A year ago, the Department of Finance predicted that the Irish economy would grow by 2.0% in 2014 and by 2.3 % in 2015. It now sees growth of 4.7% this year and 3.9% in 2015. So, growth is roughly twice as fast over this year and next as originally expected. In these circumstances, it is slightly disappointing that the Government deficit sought for 2015 at 2.7% of GDP is just a shade below the original target of 2.9%.
There is considerable uncertainty about the pace of Irish GDP growth likely to be achieved for 2014 as a whole and for the year ahead even if there is a broad consensus that it should be robust. KBC Bank Ireland’s forecasts and those of the Government, compared in Budget 2015 Emphasises Boost To Activity Rather Than Cut In Borrowing14 October 2014 4 diagram 3 above, show many similarities. We think this year’s outturn will be somewhat stronger than the official projections suggest. The quarterly profile underlying the forecasts of the Dept of Finance envisages a significant pull-back in the second half of this year and a marked rebound through 2015. Our numbers imply a somewhat flatter if still strong trajectory in activity over the next fifteen to eighteen months.
For 2014, we broadly agree with the Department view in relation to key barometers of domestic activity such as consumer spending and employment. Several measures introduced in Budget 2015 such as the reintroduction of an additional welfare ’bonus’ payment together with the marginal easing in the tax burden envisaged next year should support a reasonably healthy run-up to the key Christmas spending period.
We are notably more cautious in respect of household spending next year than the Department of Finance which now envisages growth in consumer spending accelerating to 2.7% in 2015 from 1.7% in 2014 before slipping back to an increase of 1.4% in 2016. This is a very unusual pattern particularly as the Department envisages household spending increases remaining both modest and below jobs growth throughout the 2016-2018 period. Our sense is that the Irish economy is now set on a reasonably solid path even if global uncertainties still abound (the materialisation of such risks is not hinted at in forecasts for exports). There may be some official inclination to play down the longer term prospects for domestic spending lest that sparks unreasonable expectations about the Budget leeway that might follow. Indeed, our general sense is that there is a decent prospect that Budget targets for next year could be exceeded (as our forecasts in diagram 3 indicate).

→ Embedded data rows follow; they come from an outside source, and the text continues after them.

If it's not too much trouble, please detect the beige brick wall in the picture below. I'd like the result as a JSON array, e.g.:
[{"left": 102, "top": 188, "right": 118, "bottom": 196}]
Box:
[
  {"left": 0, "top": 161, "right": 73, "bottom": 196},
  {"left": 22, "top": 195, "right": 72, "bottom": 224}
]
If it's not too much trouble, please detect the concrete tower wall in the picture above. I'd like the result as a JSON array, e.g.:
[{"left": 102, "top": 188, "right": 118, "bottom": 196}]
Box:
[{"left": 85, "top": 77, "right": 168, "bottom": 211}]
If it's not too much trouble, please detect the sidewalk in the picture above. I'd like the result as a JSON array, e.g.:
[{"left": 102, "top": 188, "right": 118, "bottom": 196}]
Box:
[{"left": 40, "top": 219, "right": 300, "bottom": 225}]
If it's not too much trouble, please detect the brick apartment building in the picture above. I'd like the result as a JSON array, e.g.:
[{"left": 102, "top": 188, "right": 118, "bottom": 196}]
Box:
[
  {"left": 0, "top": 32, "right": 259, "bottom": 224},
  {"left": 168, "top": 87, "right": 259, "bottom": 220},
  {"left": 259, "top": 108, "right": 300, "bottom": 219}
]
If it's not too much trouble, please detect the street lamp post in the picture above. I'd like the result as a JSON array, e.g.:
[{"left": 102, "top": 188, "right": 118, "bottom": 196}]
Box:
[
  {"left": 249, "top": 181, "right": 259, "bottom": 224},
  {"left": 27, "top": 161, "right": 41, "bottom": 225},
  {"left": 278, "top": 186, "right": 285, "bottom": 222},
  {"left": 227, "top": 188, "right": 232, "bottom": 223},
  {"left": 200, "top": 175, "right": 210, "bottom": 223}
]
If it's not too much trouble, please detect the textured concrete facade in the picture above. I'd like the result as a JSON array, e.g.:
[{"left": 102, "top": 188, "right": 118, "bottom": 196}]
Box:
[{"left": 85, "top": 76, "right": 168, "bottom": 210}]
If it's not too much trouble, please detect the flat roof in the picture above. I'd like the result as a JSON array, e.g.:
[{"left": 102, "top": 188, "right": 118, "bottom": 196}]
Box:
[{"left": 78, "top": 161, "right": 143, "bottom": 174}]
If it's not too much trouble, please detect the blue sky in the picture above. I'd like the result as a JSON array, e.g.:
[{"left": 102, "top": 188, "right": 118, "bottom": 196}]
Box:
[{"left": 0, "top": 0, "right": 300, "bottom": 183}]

In summary, Budget 2015 does many things very well. It should broaden the reach of the recovery and attempts some response to substantial pressures in areas such as social housing and teacher numbers. It achieves promised deficit targets and facilitates a significant easing in the Debt to GDP ratio. Importantly, by setting out policy intentions to deal with contentious tax arrangements such as the ‘double Irish’ while proposing new support in areas such as intellectual property, it emphasises both the transparent and competitive nature of the Irish corporation tax regime. However, it may not be completely churlish too suggest that in terms of the balance between boosting activity and cutting borrowing, there is an argument for a little more emphasis on the latter than today’s budget contained.